Britt Wray, author of “Generation Dread: Finding Purpose in the Age of Climate Anxiety,” spoke to Elon University on April 24 as the 2024 keynote speaker for Earth week.

Wray began by linking the idea that major fossil fuel companies, powerful lawyers and lobbyists choose to ignore damages inflicted by businesses. These efforts, according to Wray, have hindered people from taking action to stop them — which Wray deemed a global crime scene. 

She said by 2070, an estimated 19% of the planet will be inhabitable due to increases in global warming. The increase in temperature can affect not only physical health, but also mental. Further, Wray presented data gathered by her and her colleagues that identifies children as the most affected by climate change mentally. 

Having surveyed 10,000 teenagers and young adults across 10 countries from ages 16 to 25, Wray found tangible, negative consequences of the climate crisis on mental health. . 

“45% of young people globally report their thoughts and feelings about the climate crisis are interfering with daily life tasks,” Wray said. 

In addition, 75% of young people reported they feel their future is frightening — with 56% feeling humanity is doomed. 

Despite this, Wray said that climate anxiety should not be seen as a mental health illness — but rather as climate compassion.

“It also means we are healthy and awake and connected to reality, and not numbed by unconscious defenses,” Wray said. “We can feel proud about that.”

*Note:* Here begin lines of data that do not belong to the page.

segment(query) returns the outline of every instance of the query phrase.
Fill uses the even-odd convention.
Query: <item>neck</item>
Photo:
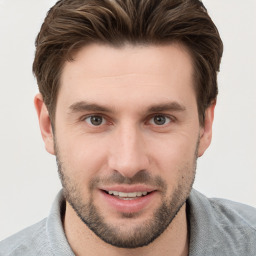
[[[68,242],[76,256],[153,256],[153,255],[188,255],[188,224],[186,205],[180,209],[169,227],[151,244],[135,249],[117,248],[102,241],[76,215],[66,203],[64,230]]]

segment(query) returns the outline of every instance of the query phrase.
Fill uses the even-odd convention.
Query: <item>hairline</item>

Freshman Tyler Strenk attended the event and said he thought it was enlightening. 

“I think she gave great opportunities and steps we can take, which I think is good,” Strenk said.

Wray further broke down how climate change impacts mental health in three ways: direct and indirect stressors, physical health and awareness. 

Direct and indirect stressors can include coping with natural disasters that are linked to causing clinical anxiety and depression. Physical health is put into the mix, because high levels of stress and anxiety can cause people to become more prone to getting sick. Lastly, Wray linked awareness to doom scrolling, excessive consumption of news content, by saying how hearing and seeing the bad news about climate change can affect the community. 

“It can become so overwhelming that it impairs our mental health,” Wray said. “It’s been linked to panic attacks and sleep problems and eating disorders, and even suicidality.” 

According to Wray, one of the biggest things one can do to combat climate anxiety is to strengthen social capital. Social capital is the idea that people can achieve shared goals with those around them, which can be achieved by being involved in the community and strengthening social relationships.

“It lets us rebuild faster through those social relationships, but also ends up having statistically lower PTSD, anxiety, depression, suicidality amongst people who have this social network to tap into,” Wray said. 

Other methods to help cope with climate anxiety include finding like-minded people to feel less alone, advocating for change and taking breaks from thinking about climate change to foster temporary relaxation. 

“Taking breaks from the urgency of the climate crisis in order to engage in self care, and this is absolutely critical,” Wray said. 

Through practicing these tactics, Wray said people of the world are able to tackle the climate crisis in a healthy way and still “remain caught up with the mission of doing the work.”

Wray concluded her discussion by proclaiming that the world needs more than hope to fix the climate crisis.  

“We need a much deeper kind of hope in the climate crisis because our dominant culture has an obsession with easy hope, but there is no easy hope to be found here,” Wray said.